Inside a CPU core and a GPU core

This article is not assessed by the IB but may be helpful to deepen your understanding. Plus, I think it's cool.

The Big Idea

Both the CPU (Central Processing Unit) and the GPU (Graphics Processing Unit) are made up of cores — miniature processing engines that actually perform instructions.
Each core contains the same basic functional units:

  • Control Unit (CU) – directs the flow of data and instructions
  • Arithmetic Logic Unit (ALU) – performs calculations and logical comparisons
  • Registers – ultra-fast storage for immediate values and addresses
  • Internal Buses – connect the parts of the core to move data quickly

Where they differ is in how many of these elements they have, how they’re organized, and what they’re optimized for.

 

CPU Core Structure

A CPU core is designed for general-purpose, sequential tasks — running an operating system, managing files, performing logical decisions, and controlling overall program flow.

Inside a CPU Core

  1. Arithmetic Logic Unit (ALU)
    Performs integer arithmetic (+, , ×, /) and logical operations (AND, OR, NOT).
  2. Control Unit (CU)
    Fetches instructions from memory, decodes them, and sends control signals to other parts of the CPU.
  3. Registers
    Store temporary values used during instruction execution. Common ones include:
    • Program Counter (PC): holds the address of the next instruction
    • Instruction Register (IR): holds the current instruction
    • Memory Address Register (MAR) and Memory Data Register (MDR): manage data transfers between memory and CPU
    • Accumulator (AC): stores intermediate arithmetic results
  4. Cache Memory
    Extremely fast memory close to the core. Cache levels (L1, L2, sometimes L3) reduce the time needed to fetch data from main memory.
  5. Pipelines and Branch Units (HL concept)
    Modern CPU cores use pipelining — dividing the fetch–decode–execute cycle into overlapping stages, so multiple instructions are in different stages of execution at once.
  6. Vector or SIMD Units (some CPUs)
    Handle operations on multiple data elements simultaneously — useful for multimedia or numerical work.

Key point:
Each CPU core is powerful but limited in number (often 4–16 cores). Each core handles a few threads of complex, branching logic.

 

GPU Core Structure

A GPU core is designed for massively parallel tasks — running thousands of very small, similar computations simultaneously.

Inside a GPU Core

While CPUs emphasize control, GPUs emphasize throughput. A GPU is built from hundreds or thousands of simpler cores, each capable of performing simple arithmetic quickly.

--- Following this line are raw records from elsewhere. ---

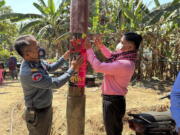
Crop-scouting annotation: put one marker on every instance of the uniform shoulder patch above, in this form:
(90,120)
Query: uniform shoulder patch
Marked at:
(36,77)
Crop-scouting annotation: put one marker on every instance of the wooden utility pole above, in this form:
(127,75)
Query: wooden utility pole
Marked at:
(76,96)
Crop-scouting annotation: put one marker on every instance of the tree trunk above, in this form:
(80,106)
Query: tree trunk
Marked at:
(75,112)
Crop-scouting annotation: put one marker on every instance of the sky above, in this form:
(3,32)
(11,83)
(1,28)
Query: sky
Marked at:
(25,6)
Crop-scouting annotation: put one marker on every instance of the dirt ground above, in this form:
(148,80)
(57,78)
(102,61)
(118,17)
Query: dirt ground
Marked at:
(138,99)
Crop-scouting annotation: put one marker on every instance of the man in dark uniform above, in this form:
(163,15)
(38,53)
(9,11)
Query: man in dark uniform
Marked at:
(37,84)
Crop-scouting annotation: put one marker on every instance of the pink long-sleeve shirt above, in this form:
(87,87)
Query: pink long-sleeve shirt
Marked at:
(117,74)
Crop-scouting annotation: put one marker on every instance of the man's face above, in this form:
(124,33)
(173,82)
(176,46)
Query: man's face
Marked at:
(125,45)
(31,52)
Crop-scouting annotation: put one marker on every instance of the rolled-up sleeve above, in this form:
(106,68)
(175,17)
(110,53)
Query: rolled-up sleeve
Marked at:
(107,68)
(105,51)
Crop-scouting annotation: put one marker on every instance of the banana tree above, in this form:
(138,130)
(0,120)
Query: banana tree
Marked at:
(48,21)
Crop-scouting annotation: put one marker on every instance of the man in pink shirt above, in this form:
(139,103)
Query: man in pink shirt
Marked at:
(118,70)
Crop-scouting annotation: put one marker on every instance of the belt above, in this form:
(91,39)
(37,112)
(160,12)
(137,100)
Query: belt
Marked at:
(37,109)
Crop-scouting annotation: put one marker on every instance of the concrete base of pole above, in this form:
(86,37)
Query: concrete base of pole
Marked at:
(75,111)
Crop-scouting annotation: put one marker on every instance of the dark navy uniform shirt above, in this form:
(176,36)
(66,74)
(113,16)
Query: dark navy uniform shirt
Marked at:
(37,84)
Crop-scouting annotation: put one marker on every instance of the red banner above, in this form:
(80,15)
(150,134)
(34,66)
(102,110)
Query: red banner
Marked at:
(78,48)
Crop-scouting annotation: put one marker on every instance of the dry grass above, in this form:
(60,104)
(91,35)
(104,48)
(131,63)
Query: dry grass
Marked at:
(11,96)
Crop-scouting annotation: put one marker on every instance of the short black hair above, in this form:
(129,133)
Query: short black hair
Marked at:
(21,43)
(133,37)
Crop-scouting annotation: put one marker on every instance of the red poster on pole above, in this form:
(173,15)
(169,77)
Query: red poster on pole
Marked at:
(77,48)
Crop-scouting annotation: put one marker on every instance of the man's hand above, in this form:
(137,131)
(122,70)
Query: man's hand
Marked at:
(66,55)
(98,41)
(75,64)
(88,44)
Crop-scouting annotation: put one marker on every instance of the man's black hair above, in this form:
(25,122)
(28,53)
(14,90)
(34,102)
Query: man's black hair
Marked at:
(21,43)
(133,37)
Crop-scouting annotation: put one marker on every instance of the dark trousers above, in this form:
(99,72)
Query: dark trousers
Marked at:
(39,121)
(113,111)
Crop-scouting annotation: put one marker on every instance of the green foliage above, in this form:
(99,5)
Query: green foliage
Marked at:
(4,54)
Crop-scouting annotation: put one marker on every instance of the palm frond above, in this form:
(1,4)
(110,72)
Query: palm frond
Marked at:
(19,16)
(2,3)
(40,8)
(29,25)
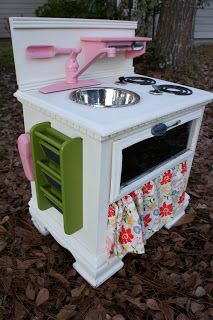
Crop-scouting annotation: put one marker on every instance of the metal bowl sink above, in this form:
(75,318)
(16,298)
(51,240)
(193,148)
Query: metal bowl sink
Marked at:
(102,97)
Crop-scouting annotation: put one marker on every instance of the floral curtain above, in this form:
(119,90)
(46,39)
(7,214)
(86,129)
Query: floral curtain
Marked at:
(135,217)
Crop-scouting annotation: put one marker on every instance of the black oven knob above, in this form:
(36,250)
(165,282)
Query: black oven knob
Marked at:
(159,129)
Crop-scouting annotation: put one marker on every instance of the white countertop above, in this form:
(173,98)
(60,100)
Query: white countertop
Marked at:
(107,121)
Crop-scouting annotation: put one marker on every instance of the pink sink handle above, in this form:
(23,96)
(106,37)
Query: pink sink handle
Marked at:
(24,149)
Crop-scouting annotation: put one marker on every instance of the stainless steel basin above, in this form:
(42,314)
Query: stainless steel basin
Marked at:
(105,97)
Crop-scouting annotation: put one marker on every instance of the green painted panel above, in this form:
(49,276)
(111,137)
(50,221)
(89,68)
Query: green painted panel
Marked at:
(58,170)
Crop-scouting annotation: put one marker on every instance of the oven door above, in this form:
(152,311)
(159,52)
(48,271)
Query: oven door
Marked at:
(143,156)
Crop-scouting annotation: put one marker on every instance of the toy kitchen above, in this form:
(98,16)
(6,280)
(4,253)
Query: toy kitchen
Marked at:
(107,152)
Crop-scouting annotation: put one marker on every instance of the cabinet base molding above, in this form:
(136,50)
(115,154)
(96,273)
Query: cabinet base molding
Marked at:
(95,270)
(97,275)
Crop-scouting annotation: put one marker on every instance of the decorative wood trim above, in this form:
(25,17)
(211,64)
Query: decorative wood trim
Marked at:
(117,191)
(56,23)
(93,134)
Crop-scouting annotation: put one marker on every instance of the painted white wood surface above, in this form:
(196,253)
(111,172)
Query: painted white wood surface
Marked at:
(99,128)
(102,123)
(118,191)
(22,8)
(65,33)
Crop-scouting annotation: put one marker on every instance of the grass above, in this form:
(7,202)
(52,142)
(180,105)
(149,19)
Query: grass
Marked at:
(6,54)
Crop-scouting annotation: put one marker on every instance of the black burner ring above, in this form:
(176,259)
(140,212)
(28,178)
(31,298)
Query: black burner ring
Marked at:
(138,80)
(178,90)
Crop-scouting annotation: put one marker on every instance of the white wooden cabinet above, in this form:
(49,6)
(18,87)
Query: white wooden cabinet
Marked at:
(105,132)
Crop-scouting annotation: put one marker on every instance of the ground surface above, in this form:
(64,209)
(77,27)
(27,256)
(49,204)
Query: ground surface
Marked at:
(173,280)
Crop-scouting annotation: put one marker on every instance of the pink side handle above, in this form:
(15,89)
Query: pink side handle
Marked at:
(63,50)
(24,148)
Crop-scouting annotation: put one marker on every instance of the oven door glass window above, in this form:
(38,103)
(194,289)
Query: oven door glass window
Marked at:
(147,154)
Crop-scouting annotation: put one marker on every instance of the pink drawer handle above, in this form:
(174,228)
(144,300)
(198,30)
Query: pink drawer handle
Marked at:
(24,149)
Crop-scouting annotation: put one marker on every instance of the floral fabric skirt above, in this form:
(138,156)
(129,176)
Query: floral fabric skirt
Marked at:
(135,217)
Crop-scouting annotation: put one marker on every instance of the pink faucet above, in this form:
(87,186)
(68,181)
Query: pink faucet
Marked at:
(72,66)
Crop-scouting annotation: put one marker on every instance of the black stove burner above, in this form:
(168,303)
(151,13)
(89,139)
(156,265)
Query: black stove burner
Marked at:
(138,80)
(170,88)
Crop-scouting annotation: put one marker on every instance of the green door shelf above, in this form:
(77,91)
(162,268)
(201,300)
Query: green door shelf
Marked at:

  1. Streaming Multiprocessors (SMs)
    Groups of small execution units. Each SM has:
    • Multiple ALUs (sometimes called CUDA cores or shader units)
    • A control unit shared among them
    • A small register file and shared memory
  2. ALUs Everywhere
    Each GPU “core” has many ALUs — this allows vector or matrix operations on huge data sets (for example, every pixel in an image).
  3. Minimal Control Logic
    Because GPUs repeat the same instruction across large data sets, they use fewer, simpler control units. This saves space and power.
  4. Specialized Memory Hierarchy
    • Global memory (large, slower)
    • Shared memory within each multiprocessor (fast, for cooperation among cores)
    • Texture and constant memory optimized for graphics or AI workloads.
  5. Parallel Execution Model
    GPUs execute the same operation on many pieces of data simultaneously — called SIMD (Single Instruction, Multiple Data).

 

Comparing CPU and GPU Cores

FeatureCPU CoreGPU Core
PurposeGeneral-purpose processingHighly parallel numerical computation
ALU CountFew, complexMany, simple
Control UnitSophisticated per coreOne per many cores
Memory HierarchyLarge cachesMany small, fast local memories
ParallelismDozens of threadsThousands of threads
Best forLogic-heavy, sequential tasksData-heavy, repetitive tasks (graphics, AI)

 

In Summary

Inside every core — CPU or GPU — are the same basic building blocks: ALU, CU, registers, and buses.
What changes is the architecture philosophy:

  • CPUs are optimized for diverse instructions and complex control.
  • GPUs are optimized for massive data parallelism and arithmetic throughput.